Boxart for the board game Spyfall - two smartly-dressed spies stand below the game's title

Critical Play – Spyfall

Spyfall is a social deduction game created by Alexandr Ushan. It was initially released as a card game, but I played a free, online version created by Luke Tsekouras. It is very quick to learn and has a family-friendly theming, which makes it great for a general audience. The main thrust of the game is the tension it creates between gaining information and revealing information. The game emphasizes social deduction in two key ways: by (1) tasking players either with uncovering how much information other players have or hiding their own lack of information, and (2) creating a tension between revealing information and gaining information.

The game puts players in the role of a spy organization that is meeting at a secret location, with one enemy spy having infiltrated their ranks. The loyal spies have the objective of figuring out which player is the enemy spy, while the enemy spy has the objective of guessing the secret meeting location and keeping their own identity secret. The game’s competing objectives produce dynamics of social deduction as players try to hide the information they have while deducing what information other players have.

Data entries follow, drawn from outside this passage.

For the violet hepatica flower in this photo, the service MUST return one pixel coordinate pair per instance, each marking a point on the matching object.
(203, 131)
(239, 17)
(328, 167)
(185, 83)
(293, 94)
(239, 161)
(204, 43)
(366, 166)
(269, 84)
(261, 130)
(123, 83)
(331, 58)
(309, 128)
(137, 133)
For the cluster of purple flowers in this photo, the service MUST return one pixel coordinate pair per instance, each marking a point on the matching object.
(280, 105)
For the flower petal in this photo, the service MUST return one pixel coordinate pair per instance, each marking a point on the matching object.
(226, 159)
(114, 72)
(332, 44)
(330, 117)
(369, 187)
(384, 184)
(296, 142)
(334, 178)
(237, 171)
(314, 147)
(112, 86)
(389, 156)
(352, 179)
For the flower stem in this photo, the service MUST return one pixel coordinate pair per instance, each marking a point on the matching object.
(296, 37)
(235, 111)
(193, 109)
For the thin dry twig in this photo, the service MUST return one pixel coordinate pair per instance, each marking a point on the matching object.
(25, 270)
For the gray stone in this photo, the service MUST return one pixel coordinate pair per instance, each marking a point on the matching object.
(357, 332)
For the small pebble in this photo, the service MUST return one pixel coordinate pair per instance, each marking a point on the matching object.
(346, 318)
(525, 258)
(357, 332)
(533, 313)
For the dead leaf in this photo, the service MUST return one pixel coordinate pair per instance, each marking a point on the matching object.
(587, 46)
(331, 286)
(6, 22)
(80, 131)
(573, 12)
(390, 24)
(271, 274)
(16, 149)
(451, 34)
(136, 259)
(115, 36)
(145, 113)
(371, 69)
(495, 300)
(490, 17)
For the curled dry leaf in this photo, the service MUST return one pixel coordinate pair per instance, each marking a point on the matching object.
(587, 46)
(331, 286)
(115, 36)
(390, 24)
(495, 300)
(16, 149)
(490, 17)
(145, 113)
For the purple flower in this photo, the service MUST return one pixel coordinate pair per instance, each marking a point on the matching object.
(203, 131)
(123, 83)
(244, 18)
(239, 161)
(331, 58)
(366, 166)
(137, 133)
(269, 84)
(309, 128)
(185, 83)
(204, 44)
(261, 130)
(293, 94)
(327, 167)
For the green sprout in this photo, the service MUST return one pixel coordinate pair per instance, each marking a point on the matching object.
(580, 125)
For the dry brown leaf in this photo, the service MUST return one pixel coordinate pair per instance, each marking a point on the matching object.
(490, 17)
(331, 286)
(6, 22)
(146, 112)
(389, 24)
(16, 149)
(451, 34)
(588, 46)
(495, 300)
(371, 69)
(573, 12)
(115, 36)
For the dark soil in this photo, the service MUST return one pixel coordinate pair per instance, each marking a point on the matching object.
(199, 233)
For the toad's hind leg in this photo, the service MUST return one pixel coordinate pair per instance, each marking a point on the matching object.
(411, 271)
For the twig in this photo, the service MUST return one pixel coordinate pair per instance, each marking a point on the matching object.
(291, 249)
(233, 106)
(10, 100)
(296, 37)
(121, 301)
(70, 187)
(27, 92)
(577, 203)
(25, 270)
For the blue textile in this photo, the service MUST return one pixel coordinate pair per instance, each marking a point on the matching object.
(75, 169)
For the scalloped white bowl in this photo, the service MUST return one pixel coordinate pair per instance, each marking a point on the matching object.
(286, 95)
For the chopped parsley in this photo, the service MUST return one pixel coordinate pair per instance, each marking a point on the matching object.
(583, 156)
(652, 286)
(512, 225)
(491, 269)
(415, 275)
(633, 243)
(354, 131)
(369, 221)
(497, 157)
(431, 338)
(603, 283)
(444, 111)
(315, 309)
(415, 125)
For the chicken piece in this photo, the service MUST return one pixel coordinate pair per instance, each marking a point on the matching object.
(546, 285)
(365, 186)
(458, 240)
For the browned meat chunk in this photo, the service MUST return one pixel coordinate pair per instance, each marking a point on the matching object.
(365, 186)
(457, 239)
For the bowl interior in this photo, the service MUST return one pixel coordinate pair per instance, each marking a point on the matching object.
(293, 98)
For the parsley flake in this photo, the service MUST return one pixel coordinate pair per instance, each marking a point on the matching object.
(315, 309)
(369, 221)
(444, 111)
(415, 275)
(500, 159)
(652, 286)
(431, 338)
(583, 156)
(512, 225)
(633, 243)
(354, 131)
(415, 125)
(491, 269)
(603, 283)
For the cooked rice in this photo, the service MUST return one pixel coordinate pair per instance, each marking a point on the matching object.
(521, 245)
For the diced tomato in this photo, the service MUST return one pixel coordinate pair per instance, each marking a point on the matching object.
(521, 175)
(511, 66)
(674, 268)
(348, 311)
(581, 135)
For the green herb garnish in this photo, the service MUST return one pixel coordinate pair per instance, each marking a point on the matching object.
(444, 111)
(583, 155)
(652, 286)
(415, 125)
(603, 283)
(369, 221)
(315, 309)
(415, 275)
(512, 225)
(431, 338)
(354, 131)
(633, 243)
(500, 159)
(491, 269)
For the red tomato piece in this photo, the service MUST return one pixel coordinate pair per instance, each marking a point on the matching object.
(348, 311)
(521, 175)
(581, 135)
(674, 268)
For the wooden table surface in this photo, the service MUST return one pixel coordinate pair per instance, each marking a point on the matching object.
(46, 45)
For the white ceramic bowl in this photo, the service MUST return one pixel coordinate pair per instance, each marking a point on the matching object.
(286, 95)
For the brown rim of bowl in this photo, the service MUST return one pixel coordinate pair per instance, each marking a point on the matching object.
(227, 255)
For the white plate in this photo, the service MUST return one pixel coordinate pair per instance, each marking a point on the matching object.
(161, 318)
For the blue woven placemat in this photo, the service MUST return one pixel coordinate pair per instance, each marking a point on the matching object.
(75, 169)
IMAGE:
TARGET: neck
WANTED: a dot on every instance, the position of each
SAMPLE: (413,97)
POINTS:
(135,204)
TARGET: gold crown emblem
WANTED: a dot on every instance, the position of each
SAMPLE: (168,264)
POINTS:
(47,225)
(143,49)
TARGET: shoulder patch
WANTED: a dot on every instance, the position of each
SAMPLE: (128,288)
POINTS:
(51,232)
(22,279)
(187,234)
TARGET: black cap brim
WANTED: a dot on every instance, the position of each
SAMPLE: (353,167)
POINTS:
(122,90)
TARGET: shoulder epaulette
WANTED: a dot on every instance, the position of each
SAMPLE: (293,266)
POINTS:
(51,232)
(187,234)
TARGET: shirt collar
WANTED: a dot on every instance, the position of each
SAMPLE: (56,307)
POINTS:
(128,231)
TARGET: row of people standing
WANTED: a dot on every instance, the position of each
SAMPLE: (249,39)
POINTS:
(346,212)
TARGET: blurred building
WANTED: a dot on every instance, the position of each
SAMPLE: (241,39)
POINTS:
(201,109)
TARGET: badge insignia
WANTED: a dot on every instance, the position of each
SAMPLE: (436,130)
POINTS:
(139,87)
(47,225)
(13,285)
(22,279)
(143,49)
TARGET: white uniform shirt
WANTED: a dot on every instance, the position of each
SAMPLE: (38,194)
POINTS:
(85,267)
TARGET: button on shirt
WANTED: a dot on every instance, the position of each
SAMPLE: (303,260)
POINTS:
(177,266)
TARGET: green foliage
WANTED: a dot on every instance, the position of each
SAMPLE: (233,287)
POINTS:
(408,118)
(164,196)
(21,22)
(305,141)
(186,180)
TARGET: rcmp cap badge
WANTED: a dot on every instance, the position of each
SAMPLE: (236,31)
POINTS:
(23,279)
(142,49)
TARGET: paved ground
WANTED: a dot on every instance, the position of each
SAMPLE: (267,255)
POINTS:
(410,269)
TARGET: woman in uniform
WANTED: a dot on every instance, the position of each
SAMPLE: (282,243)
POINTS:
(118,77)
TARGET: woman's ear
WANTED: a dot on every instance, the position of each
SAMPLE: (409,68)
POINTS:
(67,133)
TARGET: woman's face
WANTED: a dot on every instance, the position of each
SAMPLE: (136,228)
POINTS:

The game further emphasizes social deduction by creating a tension between revealing information and gaining information. Players rotate asking one other player a question about the secret location. Loyal spies want to ask questions specific enough to gain useful information about the other players’ roles, but vague enough that they don’t reveal the secret location to the enemy spy. On the other hand, the enemy spy wants to ask to gain information about the secret location, but they risk revealing themself if their questions are too vague or present false assumptions about the secret location. Because players need to balance the discovery of information against revealing information to the spy, coming up with clever questions becomes a fun challenge. Social deduction arises as a dynamic as players are required to anticipate how much information other players may be able to glean from the questions they ask and the responses other players give. Cleverly, performing this social calculus of information exchange requires players to draw on their specific knowledge of other players’ past, lived experiences, mannerisms, etc. For example, one round the enemy spy was able to deduce that we were on an ocean liner because I said my family “likes going there often” (my grandparents like to vacation on cruise ships). This creates an aesthetic of fun-as-fellowship that emphasizes the social deduction elements of the game.

One weakness of the game is the way that the mechanics and theming conflict, which undermines the game’s ability to create fun-as-fantasy. The premise of the game suggests players are role-playing spies having a secret meeting. However, as the enemy spy’s objective is to guess the secret location the other players know, the game seems to require the enemy spy to guess the location of a secret meeting they’re currently attending. The theming is a bit ambiguous, so we could imagine that the enemy spy is trying to guess the loyal spies’ next secret meeting location. But then how are the spies all communicating? The game’s murkiness means it somewhat undermines its own premise of role-playing spies, and players who want to lean into the fantastical and narrative elements of roleplay might find difficulty doing so.

This could potentially be resolved by slightly adjusting the premise: rather than the enemy guessing the location of a secret meeting, perhaps they could be guessing the location of the organization’s secret base. Or perhaps the enemy spy is guessing the loyal spies’ next secret meeting location, and spies are communicating via secret missives. Since the spies suspect an enemy moves amongst them, it would make sense for them to intercept each others’ messages and for “secret” missives to be known to all players. Since these changes do not require changes to the mechanics of the game, they could clear up the premise’s ambiguity, enabling players to buy into the roleplay more while keeping the social deduction elements of the game intact.

Despite not capitalizing on its potential for roleplay, Spyfall’s social deduction elements are effective because of the ways players are made to navigate opposing objectives under information asymmetry and the challenging tension between keeping secrets while probing for clues.